SerrasOnline News – Futuro, o que podemos contar para o futuro? Com uma equipa da sua confiança, e um bom projecto, aceitaria, se lhe fosse proposto, candidatar-se à CMPS?

A .G. – Nunca disse que não, sei avaliar em cada momento o meu tempo, e esse está a terminar.

SerrasOnline News – Têm ideias e projetos que possam inverter a desertificação que se verifica no interior, nomeadamente no nosso Concelho?

A .G. –Tenho ideias, mas não as divulgo, em 2005 na campanha do PS lançamos uma ideia para a área da Saúde para todos (criar uma carrinha que fosse a todas as freguesias) levando médico e enfermeiros às sedes de freguesias. Na altura o PSD na sua proposta eleitoral nada constava e nós, o P.S avançou com esta proposta  de ter uma carrinha da saúde, e o PSD silenciou, pois claro hoje qual é a carrinha que vemos circular  na vila e no concelho? Claro que alguém se aproveitou da ideia de alguém (2005).

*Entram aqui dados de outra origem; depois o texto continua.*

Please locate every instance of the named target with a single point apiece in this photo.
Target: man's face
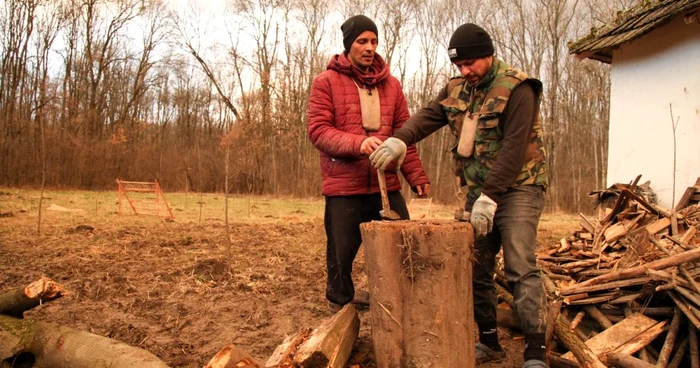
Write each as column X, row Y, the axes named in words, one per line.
column 361, row 52
column 474, row 70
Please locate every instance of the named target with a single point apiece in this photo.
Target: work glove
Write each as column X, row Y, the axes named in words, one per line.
column 482, row 215
column 392, row 149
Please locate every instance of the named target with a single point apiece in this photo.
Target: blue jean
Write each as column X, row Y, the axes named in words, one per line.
column 514, row 230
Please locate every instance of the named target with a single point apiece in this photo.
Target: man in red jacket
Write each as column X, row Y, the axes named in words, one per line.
column 355, row 104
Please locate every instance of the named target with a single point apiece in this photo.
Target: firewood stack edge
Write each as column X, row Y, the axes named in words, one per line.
column 624, row 290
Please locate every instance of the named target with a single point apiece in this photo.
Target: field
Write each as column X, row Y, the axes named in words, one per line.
column 177, row 288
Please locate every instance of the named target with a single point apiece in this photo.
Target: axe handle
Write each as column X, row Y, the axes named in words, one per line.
column 382, row 189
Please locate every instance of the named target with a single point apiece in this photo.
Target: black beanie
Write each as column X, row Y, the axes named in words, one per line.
column 354, row 26
column 469, row 41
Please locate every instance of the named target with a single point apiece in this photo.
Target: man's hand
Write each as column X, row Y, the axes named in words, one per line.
column 482, row 215
column 369, row 145
column 392, row 149
column 423, row 190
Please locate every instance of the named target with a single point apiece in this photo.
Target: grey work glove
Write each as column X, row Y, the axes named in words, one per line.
column 482, row 215
column 392, row 149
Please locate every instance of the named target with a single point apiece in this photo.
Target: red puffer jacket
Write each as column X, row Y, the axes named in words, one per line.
column 335, row 128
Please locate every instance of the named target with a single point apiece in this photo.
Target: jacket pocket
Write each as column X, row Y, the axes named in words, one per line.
column 455, row 110
column 488, row 139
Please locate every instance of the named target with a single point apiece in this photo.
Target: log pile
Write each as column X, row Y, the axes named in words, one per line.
column 26, row 342
column 624, row 288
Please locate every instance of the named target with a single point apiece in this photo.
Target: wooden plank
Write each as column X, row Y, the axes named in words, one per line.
column 689, row 234
column 617, row 335
column 615, row 232
column 641, row 340
column 658, row 225
column 586, row 224
column 683, row 202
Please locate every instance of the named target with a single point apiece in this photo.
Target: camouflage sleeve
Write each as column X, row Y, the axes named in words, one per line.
column 516, row 123
column 426, row 121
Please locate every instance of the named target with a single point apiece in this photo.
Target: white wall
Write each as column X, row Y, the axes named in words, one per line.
column 648, row 74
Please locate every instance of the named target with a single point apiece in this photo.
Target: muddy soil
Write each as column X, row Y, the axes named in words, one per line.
column 179, row 290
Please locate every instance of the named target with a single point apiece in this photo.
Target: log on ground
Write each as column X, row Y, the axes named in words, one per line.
column 419, row 275
column 15, row 302
column 329, row 345
column 54, row 345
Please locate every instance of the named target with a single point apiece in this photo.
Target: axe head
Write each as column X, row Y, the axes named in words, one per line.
column 462, row 215
column 389, row 215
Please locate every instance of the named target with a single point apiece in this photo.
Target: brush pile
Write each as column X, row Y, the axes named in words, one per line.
column 624, row 288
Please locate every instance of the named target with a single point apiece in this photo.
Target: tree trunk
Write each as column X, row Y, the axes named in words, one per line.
column 15, row 302
column 54, row 345
column 420, row 280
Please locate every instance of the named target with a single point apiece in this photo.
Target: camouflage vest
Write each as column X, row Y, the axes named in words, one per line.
column 489, row 101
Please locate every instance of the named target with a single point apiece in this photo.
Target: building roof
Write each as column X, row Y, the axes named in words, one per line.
column 629, row 25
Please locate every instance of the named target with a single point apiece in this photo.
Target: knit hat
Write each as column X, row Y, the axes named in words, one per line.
column 469, row 41
column 354, row 26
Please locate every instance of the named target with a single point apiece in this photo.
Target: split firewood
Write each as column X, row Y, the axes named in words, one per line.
column 678, row 356
column 671, row 261
column 506, row 317
column 330, row 345
column 665, row 353
column 598, row 316
column 641, row 340
column 15, row 302
column 54, row 345
column 693, row 344
column 681, row 267
column 608, row 285
column 556, row 361
column 232, row 357
column 618, row 335
column 685, row 308
column 627, row 361
column 583, row 353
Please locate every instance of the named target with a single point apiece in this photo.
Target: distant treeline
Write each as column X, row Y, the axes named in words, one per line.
column 94, row 90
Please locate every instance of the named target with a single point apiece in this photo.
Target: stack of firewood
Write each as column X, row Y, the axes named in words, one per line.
column 624, row 288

Defendi claramente a instalação de uma Escola Técnico Profissional em Pampilhosa da Serra, na altura um então Presidente da autarquia entendeu lançar a ideia e o esforço de aqui instalar um polo do Instituto Politécnico de Leiria, perdemos aqui, tudo, a Pampilhosa da Serra, não tinha estruturas nem capacidade para albergar um polo do IPL, enfim, esta foi uma tentativa mal direcionada, se o fosse para a Escola Profissional, provavelmente teríamos tido oportunidades, e hoje estarmos com uma situação estável em termos de estudantes e jovens formandos;

Mas como disse neste momento a autarquia “per si”, não tem condições de inverter esta situação, que como afirmei é estrutural, o que temos:

A autarquia maior empregadora – não é essa a sua função;

A Santa Casa de Misericórdia a Associação de Solidariedade de Dornelas e a Cáritas, são os empregadores sequenciais, a Pampilhosa da Serra está assim sem qualquer vento ou lufada de ar fresco que altere este panorama, e insistem denodadamente a aplicar todos os seus esforços e capacidade financeira em torno de atividades efêmeras que trazem algum lucro imediato, mas sem sustentabilidade, e é dessa que precisamos.

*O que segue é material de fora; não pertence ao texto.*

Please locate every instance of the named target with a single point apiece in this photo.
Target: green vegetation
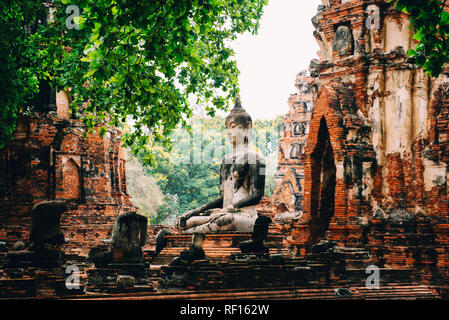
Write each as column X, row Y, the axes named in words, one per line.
column 430, row 22
column 188, row 173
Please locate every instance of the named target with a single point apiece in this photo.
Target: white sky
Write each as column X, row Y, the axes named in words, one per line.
column 269, row 61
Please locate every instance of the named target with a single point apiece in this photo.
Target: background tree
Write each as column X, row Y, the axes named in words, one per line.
column 430, row 22
column 123, row 59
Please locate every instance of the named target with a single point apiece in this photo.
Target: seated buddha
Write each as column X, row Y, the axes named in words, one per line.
column 242, row 184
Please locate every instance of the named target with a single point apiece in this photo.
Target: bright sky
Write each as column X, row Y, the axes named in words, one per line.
column 269, row 61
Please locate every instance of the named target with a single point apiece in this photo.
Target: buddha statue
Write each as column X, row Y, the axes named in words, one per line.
column 242, row 184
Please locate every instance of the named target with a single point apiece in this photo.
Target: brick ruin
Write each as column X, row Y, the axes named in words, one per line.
column 363, row 168
column 50, row 159
column 293, row 138
column 376, row 157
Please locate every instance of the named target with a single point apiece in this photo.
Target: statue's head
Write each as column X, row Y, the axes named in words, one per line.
column 238, row 124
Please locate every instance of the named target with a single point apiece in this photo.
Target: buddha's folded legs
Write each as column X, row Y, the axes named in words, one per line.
column 196, row 221
column 239, row 222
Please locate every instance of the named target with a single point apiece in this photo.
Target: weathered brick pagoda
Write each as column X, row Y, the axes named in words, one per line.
column 362, row 181
column 51, row 159
column 294, row 130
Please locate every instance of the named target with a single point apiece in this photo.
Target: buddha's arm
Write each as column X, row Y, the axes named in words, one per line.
column 216, row 203
column 257, row 185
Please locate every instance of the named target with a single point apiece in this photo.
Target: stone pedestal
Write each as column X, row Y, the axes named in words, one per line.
column 105, row 279
column 218, row 247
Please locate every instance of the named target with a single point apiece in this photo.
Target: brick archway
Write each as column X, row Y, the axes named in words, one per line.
column 323, row 159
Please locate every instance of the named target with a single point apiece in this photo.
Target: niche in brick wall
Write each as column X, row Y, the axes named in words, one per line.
column 323, row 181
column 343, row 41
column 72, row 181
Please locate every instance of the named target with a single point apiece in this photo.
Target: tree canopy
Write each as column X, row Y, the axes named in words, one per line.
column 430, row 22
column 123, row 59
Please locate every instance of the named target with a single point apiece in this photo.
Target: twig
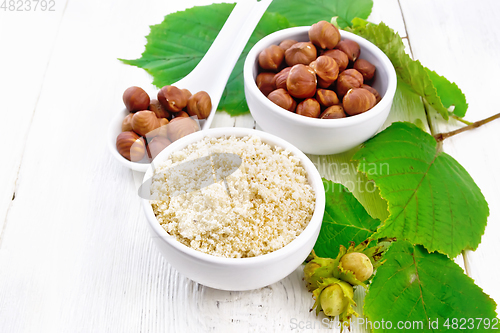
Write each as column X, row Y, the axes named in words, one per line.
column 442, row 136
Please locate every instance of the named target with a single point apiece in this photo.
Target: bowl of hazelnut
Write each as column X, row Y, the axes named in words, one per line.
column 322, row 89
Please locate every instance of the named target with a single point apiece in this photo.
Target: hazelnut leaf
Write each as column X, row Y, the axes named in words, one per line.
column 432, row 200
column 421, row 288
column 440, row 93
column 345, row 221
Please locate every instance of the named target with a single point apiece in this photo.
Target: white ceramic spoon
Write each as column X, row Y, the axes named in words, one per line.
column 211, row 73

SerrasOnline News – Em termos de divulgação do nosso concelho já muito foi feito, na sua opinião o que se poderia fazer mais para lhe dar mais visibilidade, nomeadamente a nível internacional?

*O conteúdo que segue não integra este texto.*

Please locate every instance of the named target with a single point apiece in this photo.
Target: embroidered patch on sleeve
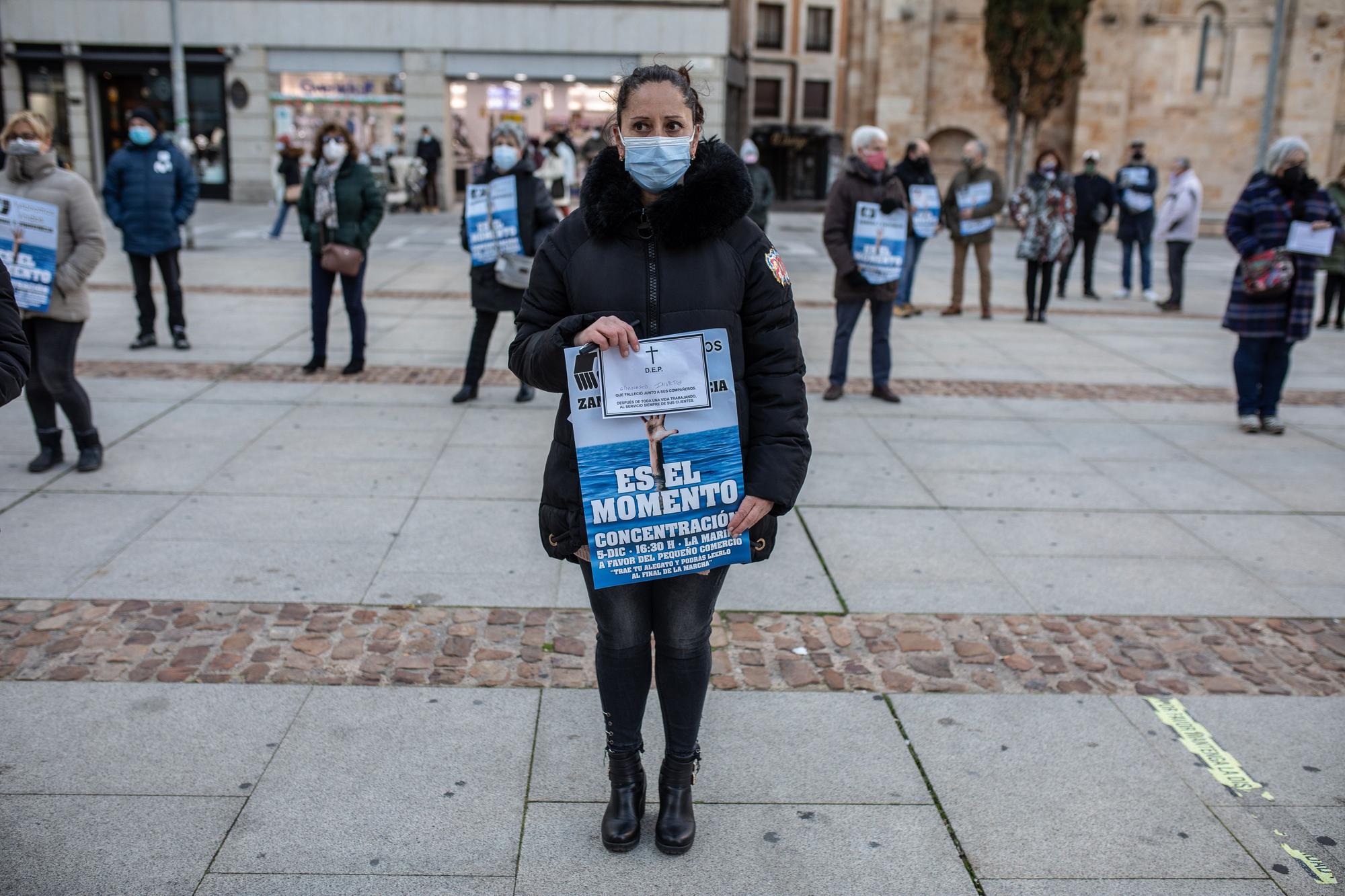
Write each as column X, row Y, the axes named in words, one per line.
column 777, row 264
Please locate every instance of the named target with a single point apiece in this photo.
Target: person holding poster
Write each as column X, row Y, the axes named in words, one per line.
column 974, row 198
column 662, row 252
column 866, row 233
column 44, row 205
column 508, row 210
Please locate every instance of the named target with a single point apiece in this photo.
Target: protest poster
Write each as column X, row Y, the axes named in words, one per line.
column 493, row 220
column 925, row 209
column 970, row 197
column 660, row 489
column 879, row 244
column 29, row 249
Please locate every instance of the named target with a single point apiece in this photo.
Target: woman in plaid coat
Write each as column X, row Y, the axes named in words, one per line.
column 1269, row 329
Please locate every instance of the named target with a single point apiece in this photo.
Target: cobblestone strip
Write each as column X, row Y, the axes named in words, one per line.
column 496, row 377
column 360, row 645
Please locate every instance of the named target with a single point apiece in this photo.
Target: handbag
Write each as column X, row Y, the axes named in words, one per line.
column 1268, row 275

A .G. – Lembro-me bem que um Jornal semanário há muitos anos atrás (década de 90 do século XX), trazia uma notícia “Tony Coelho” antigo senador Americano (alias foi Comissário geral dos EUA, na EXPO-98 em Lisboa) irá investir milhões de dólares em fazer deslocar turistas americanos para o concelho de Pampilhosa da Serra, e nesta reportagem lembro-me bem que a foto que ilustrava a notícia era a barragem de Santa Luzia, não sei qual foi o interesse daquela notícia, sei que nada trouxe ao concelho e pura e simplesmente esboroou-se na bruma dos tempos. Os turistas que interessam à Pampilhosa da Serra têm de ser detentores de capital, apreciadores dos bons espaços (terão de existir), têm de ser cultos para conhecer o nicho de mercado, têm de ser admiradores da natureza porque essa existe, têm de ter consciência ecológica e de respeito pelos outros, têm de ser acima de tudo portugueses. Se o município e as autoridades Regionais de turismo, têm dificuldade de vender o interior aos turistas estrangeiros, não pode ser o município sozinho a fazer esse trabalho, o nosso mercado tem de ser o português.

Daqui podemos depreender que o turismo nunca foi, nem será, a galinha dos ovos de ouro, tem de ser perspetivado numa cadeia de produtos de maior valor acrescentado (Hotel, Residenciais de qualidade, Restaurantes com duas linhas de atendimento, locais a visitar devidamente sinalizados e acompanhados por técnicos de turismo, bares de qualidade, locais de diversão noturna, é que o turista que procura estes espaços do interior vêm para dormir e descansar mas gostam de sair à noite, Centro de Saúde devidamente equipado), ou seja são estas infraestruturas que dinamizam a economia do turismo a ser implementada no concelho, logo cada uma por si, não acrescenta valor.

SerrasOnline News – Queria deixar algum recado para os Pampilhosenses em geral?

A .G. – Aos que cá residem na Pampilhosa da Serra, como eu “vamos acreditando”, porque se dá mais a quem vem de fora, e afinal somos nós que por cá vamos ficando, trabalhando e cá pagando os nossos impostos, que deveríamos ser o alvo da atenção do poder, seria justo sermos mais ouvidos.